Hi, I have a docx file (please see the attachment) and wants to extract content based on page number? For example, if I wanted to extract the content from pages 1 and 3?
I am aware about the fact that “Word document is flow document and does not contain any information about its layout into lines and pages. Therefore, technically there is no “Page” concept in Word document. Aspose.Words uses our own Rendering Engine to layout documents into pages.”
So, have used DocumentPageSplitter to address this. But, still some of the data is getting copied from the adjacent pages. Please find below the actual document and the extracted document with Pages 1 and 3.

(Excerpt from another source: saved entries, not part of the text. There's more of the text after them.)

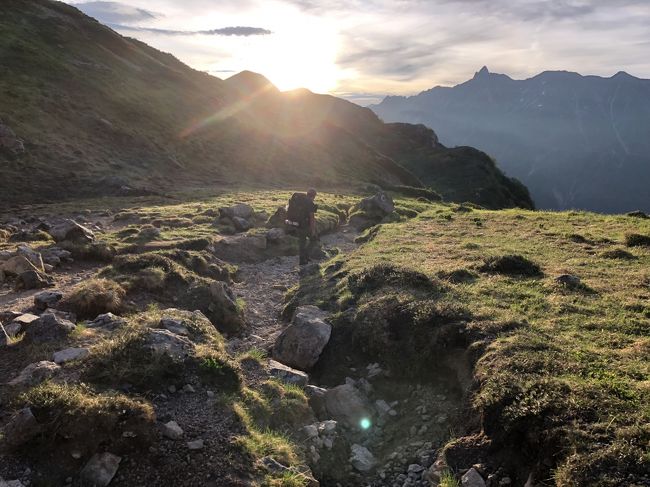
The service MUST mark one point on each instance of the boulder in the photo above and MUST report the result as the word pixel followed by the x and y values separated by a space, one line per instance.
pixel 18 265
pixel 171 430
pixel 107 321
pixel 164 342
pixel 472 479
pixel 240 210
pixel 32 256
pixel 47 299
pixel 48 327
pixel 70 354
pixel 21 428
pixel 379 204
pixel 362 459
pixel 71 231
pixel 33 279
pixel 175 326
pixel 287 374
pixel 241 224
pixel 301 343
pixel 100 469
pixel 345 403
pixel 35 373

Note: Aspose word version used: name: ‘aspose-words’, version: ‘23.4’
Language used: Java
extracted Sample test doc.docx (15.7 KB)
Sample test doc.docx (54.2 KB)
Code piece:
String extractPages(ClippingRequestMessage requestMessage, File originalFile, List<Integer> pages) throws Exception {
Document document = new Document(originalFile.getAbsolutePath());
log.info("Document loaded: {}", originalFile.length());
log.info("Total page numbers: {}", document.getPageCount());
DocumentPageSplitter splitter = new DocumentPageSplitter(document);
Document tempDocument = new Document();
int counter = 0;
sort(pages);
for (int pageNum : pages) {
counter++;
if (counter == 1) {
tempDocument = splitter.getDocumentOfPage(pageNum);
cleanUpDocument(tempDocument);
} else {
Document tempNewDocument = splitter.getDocumentOfPage(pageNum);
cleanUpDocument(tempNewDocument);
tempDocument.appendDocument(tempNewDocument, ImportFormatMode.KEEP_DIFFERENT_STYLES);
}
}
log.info("Document created");
String tempClippedDocument = TempFileHelper.getTempClippedFile(requestMessage);
tempDocument.save(tempClippedDocument);
return tempClippedDocument;
}
I tried upgrading the version to the latest 23.11 but it does not support “DocumentPageSplitter”. Is there any other alternate to this which fixes the issue as well supports the latest version of aspose. Can you please help on this.
Thank you!